Никита расстегнул ворот, распоясался и отодвинулся подальше от каменной печурки.
— Ты чего? — спросил, обернувшись, старший конвоир, — широкоскулый казак с клочковатой бородой и с узким разрезом карих живых глаз. — Не то закурить хочешь? Закури… — Он протянул Никите кисет.
— Не курю, — сказал Никита, удивившись дружелюбию конвоира.
— Или из семейских? — спросил тот.
— Нет. С малолетства не набаловался, вот и не курю.
— Семейские-то староверы, те действительно не курят, — сказал казак. — Табачок дьявольской травкой считают — поганью. Он для них, что для чертей ладан.

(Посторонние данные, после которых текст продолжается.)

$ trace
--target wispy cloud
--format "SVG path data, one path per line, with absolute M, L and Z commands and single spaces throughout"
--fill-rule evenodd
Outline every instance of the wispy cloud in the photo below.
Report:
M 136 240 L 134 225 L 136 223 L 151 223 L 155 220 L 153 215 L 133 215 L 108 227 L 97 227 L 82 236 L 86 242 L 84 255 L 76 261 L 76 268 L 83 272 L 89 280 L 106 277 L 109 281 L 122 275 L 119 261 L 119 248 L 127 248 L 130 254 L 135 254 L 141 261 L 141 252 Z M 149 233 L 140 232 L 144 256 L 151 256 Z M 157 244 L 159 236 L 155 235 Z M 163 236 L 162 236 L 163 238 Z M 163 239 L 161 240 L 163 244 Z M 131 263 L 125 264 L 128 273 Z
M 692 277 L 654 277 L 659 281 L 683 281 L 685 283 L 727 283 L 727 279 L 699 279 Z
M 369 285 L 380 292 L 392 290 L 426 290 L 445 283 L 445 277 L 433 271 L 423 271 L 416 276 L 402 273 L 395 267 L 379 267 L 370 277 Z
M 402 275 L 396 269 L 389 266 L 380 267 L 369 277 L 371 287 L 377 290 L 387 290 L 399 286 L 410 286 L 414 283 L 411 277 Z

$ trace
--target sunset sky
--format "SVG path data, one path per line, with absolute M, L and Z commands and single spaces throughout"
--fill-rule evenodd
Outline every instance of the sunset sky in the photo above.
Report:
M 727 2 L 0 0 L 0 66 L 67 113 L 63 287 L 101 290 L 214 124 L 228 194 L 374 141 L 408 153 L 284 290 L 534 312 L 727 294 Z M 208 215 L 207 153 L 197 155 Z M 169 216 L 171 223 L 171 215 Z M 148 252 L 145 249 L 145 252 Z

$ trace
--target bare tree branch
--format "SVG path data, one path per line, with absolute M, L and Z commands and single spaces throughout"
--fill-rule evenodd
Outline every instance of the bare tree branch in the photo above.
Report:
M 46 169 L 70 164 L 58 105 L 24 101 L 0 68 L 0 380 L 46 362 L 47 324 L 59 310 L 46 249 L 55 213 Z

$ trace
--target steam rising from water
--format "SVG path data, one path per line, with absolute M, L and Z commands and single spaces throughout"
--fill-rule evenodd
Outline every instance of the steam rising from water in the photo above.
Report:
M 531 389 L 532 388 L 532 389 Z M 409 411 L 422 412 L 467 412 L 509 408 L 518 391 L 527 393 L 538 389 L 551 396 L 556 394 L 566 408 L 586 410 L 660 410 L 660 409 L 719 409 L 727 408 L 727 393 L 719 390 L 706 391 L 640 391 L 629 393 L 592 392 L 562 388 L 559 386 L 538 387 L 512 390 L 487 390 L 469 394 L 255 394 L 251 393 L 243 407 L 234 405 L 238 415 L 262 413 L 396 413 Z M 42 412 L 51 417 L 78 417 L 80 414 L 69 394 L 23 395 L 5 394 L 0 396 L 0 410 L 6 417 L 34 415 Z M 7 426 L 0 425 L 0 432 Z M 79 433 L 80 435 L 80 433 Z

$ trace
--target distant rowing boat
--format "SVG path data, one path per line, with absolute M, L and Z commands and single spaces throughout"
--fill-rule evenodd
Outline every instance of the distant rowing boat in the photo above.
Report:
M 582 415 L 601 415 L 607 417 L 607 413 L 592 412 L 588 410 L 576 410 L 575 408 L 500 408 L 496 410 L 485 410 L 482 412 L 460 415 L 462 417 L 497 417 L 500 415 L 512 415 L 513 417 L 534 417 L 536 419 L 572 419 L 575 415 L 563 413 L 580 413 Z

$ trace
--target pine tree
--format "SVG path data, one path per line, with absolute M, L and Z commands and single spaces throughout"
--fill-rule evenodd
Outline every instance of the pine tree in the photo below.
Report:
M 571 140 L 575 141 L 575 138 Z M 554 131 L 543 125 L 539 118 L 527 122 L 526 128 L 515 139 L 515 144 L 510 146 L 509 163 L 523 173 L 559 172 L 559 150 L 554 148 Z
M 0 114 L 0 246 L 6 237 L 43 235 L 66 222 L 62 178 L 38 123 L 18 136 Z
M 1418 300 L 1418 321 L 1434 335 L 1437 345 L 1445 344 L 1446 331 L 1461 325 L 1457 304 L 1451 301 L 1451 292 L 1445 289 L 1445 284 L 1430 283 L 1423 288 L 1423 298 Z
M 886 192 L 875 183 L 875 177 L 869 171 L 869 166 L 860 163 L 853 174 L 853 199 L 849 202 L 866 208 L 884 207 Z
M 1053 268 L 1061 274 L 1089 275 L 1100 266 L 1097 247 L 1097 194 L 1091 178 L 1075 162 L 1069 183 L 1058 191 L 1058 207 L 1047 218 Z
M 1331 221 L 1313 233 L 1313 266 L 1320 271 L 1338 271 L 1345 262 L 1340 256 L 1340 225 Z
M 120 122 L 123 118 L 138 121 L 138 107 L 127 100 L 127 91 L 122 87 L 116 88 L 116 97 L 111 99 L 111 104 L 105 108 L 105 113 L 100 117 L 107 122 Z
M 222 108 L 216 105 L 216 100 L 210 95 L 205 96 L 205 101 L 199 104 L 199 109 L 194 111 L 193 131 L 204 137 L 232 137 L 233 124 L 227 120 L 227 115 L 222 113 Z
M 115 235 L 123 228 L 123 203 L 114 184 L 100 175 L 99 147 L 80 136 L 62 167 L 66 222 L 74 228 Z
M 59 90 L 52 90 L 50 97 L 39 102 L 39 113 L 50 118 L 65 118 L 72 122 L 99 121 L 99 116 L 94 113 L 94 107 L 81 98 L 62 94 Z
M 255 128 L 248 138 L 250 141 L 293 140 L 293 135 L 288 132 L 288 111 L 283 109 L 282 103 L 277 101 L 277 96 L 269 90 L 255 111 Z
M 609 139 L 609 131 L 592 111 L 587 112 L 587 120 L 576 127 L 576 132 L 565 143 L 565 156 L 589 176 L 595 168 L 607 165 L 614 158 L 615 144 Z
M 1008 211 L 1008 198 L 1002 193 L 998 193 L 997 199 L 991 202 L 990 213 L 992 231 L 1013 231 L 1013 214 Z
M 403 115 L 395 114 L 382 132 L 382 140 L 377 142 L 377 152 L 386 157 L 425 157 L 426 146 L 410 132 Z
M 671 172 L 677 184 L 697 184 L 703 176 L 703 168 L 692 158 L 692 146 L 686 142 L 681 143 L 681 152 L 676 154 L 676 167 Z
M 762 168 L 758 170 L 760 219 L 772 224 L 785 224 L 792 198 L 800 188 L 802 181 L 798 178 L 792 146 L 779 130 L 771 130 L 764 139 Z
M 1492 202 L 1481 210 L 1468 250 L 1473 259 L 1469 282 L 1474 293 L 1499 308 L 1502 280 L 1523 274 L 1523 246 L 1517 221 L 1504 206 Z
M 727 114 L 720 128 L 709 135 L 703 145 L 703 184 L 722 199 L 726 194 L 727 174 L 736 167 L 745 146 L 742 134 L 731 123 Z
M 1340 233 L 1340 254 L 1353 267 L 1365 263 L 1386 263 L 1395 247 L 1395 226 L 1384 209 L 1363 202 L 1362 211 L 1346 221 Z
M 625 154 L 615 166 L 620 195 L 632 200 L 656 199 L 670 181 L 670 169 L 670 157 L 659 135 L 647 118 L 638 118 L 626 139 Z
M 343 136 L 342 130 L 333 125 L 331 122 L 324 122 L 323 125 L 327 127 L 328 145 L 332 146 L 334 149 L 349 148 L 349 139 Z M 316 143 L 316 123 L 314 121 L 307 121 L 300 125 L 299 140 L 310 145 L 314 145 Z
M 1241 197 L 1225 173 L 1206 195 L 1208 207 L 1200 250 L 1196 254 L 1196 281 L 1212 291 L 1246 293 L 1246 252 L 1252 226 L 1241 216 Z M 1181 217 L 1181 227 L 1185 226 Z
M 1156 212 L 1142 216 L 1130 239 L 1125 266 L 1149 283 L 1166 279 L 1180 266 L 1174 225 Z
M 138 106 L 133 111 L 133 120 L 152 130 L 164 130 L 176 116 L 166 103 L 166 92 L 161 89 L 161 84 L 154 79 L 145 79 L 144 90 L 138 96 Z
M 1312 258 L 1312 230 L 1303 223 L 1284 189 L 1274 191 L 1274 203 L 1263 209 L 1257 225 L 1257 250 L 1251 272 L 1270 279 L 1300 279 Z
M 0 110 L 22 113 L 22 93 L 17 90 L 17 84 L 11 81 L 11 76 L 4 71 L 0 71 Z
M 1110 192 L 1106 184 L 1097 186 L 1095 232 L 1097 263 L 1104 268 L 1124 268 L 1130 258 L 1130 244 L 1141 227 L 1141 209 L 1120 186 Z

Казак голыми пальцами достал из пепла маленький красный уголек и положил его в трубку. Потом большим корявым пальцем он вмял уголек в рыхлый табак и принялся раскуривать трубку, посапывая и чмокая губами.
Где-то в лесу недалеко от землянки заржала лошадь и зазвенели ударяющиеся друг о друга седельные стремена.
Конвоиры прислушались.
— Седлают… — сказал казак. — Видно, надумал Павел Никитич на проселок конную разведку послать.
— Должно так, — согласился второй конвоир — парень лет двадцати.
Он достал из очага закипевший котелок и, бросив в бурлящую воду размятый в горсти зеленый чай, снова подвинул котелок ближе к углям.
Потом парень поднялся на ноги, подошел к стене и снял с деревянного крюка седельную переметную суму. Он достал из нее горсть поджаренной пшеничной муки, маленький мешочек с солью и снова вернулся к очагу. Склонившись над котелком, парень бросил в кипящую воду щепотку соли и стал мешать в котелке деревянной ложкой, подсыпая в него из горсти рыжую муку.
В лесу снова заржала лошадь.
Лукин приподнялся на земляных нарах и сел.
— Неужели до сих пор суд не кончился? — сказал он. — Долгонько же они заседают…
— Может быть, Косояров отложил суд и людей на проселок послал, чтобы слова наши проверить, — сказал Никита.
— Может быть… У них тут все может быть, — сказал Лукин. — Только нелегко им будет ночью это место найти, а тем более нелегко ночью следы проверять…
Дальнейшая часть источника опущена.